Director: Teo Kofman
Screenwriters: Pedro Espinosa, Teo Kofman, Enrique Medina

Institute History

  • 1988 Sundance Film Festival


The Argentine cinema has established a reputation for sophistication based, in part, upon its focus on the sophisticated middle-class world of Buenos Aires. As rare as it may be to find a film set outside of the capital, it is even rarer to find one set outside of the Argentine middle-class milieu. Thus, Teo Kofman’s choice to make the Enrique Medina novel Perros de la Noche, into am movie attracted particular attention. The novel itself had been banned during the rears of the military dictatorship. Its setting is the demimonde of Argentina’s slums and seedy outposts, a world of marginality which Kofman took on with full vigor in his filmmaking debut.

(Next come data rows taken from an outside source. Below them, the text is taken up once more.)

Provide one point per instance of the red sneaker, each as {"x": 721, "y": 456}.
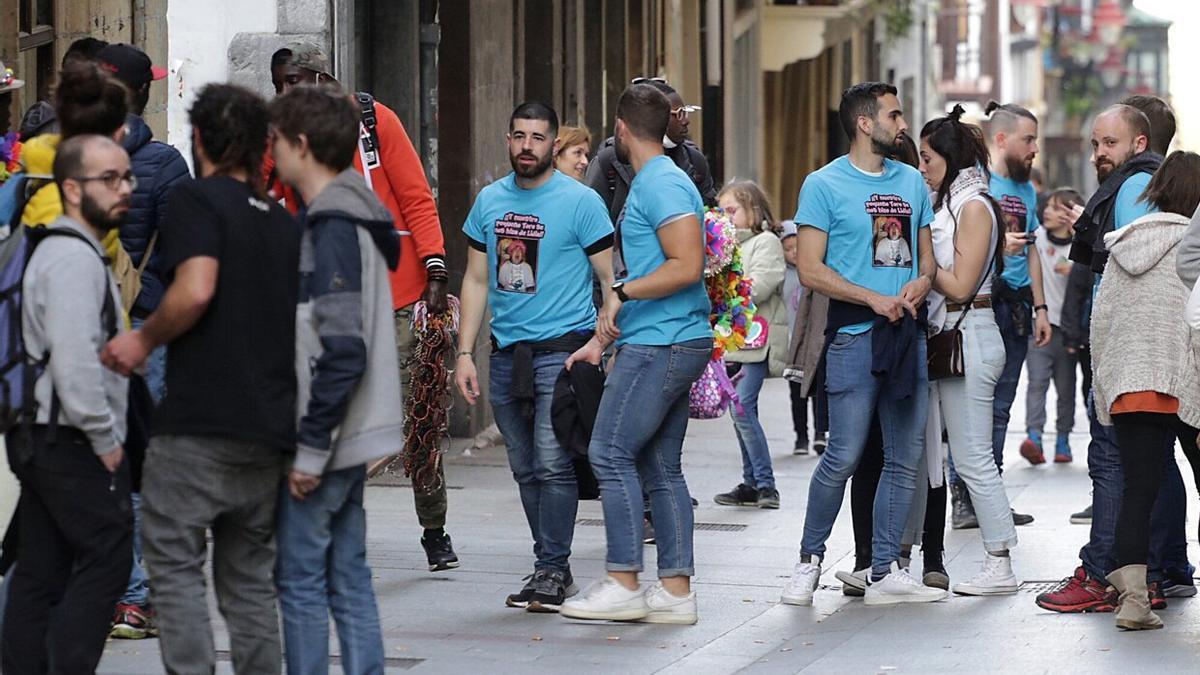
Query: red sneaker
{"x": 1031, "y": 449}
{"x": 1079, "y": 593}
{"x": 133, "y": 622}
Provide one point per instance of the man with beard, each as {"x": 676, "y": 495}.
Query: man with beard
{"x": 1018, "y": 291}
{"x": 76, "y": 518}
{"x": 611, "y": 177}
{"x": 870, "y": 304}
{"x": 557, "y": 230}
{"x": 1126, "y": 154}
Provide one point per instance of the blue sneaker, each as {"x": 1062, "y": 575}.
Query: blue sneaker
{"x": 1062, "y": 449}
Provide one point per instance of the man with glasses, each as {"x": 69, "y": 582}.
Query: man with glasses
{"x": 76, "y": 519}
{"x": 611, "y": 178}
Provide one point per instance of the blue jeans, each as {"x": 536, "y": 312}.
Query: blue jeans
{"x": 138, "y": 590}
{"x": 1168, "y": 531}
{"x": 639, "y": 441}
{"x": 855, "y": 398}
{"x": 756, "y": 470}
{"x": 543, "y": 470}
{"x": 1015, "y": 347}
{"x": 322, "y": 568}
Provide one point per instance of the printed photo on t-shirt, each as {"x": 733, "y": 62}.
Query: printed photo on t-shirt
{"x": 517, "y": 237}
{"x": 1015, "y": 214}
{"x": 892, "y": 231}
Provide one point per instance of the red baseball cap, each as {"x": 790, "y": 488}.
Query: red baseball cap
{"x": 130, "y": 65}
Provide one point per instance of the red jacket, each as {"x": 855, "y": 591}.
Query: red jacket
{"x": 400, "y": 184}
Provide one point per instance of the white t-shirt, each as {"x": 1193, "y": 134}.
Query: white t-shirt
{"x": 1055, "y": 270}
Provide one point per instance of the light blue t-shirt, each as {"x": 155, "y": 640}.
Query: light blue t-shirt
{"x": 1019, "y": 204}
{"x": 873, "y": 222}
{"x": 659, "y": 195}
{"x": 1128, "y": 207}
{"x": 538, "y": 243}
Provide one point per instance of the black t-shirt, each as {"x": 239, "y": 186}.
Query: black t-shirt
{"x": 233, "y": 374}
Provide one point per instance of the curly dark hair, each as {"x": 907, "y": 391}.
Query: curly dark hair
{"x": 88, "y": 100}
{"x": 232, "y": 123}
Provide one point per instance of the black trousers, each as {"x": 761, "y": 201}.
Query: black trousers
{"x": 73, "y": 556}
{"x": 1144, "y": 438}
{"x": 862, "y": 503}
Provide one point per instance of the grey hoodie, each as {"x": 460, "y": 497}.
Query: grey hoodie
{"x": 64, "y": 298}
{"x": 347, "y": 375}
{"x": 1140, "y": 341}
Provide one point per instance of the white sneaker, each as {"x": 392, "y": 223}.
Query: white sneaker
{"x": 899, "y": 587}
{"x": 804, "y": 581}
{"x": 606, "y": 599}
{"x": 995, "y": 579}
{"x": 666, "y": 608}
{"x": 855, "y": 583}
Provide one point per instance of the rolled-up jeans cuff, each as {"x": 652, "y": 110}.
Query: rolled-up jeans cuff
{"x": 677, "y": 572}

Beginning with their mother’s death in the opening scene, Mingo and Mecha are left to their own devices. Determined to live off his sister, Mingo escalates the exploitation from garnishing her wages to pimping her out to his friends, finally determining to strike it rich by marketing her around the countryside as a striptease artiste. Told in a brutally straightforward style, Perros de la Noche follows its characters through the increasingly degraded circumstances of their existence. Kofman refuses to sentimentalize either his protagonists or their environment. Nor does he take the easy out of dramatic climax. Rather, slowly and inexorably, he allows the accumulation of details to suggest the conclusion. Just when Mecha’s degradation threatens to become too much to bear, she inherits the consciousness of her own destiny that has been withheld from her—and us—for so long.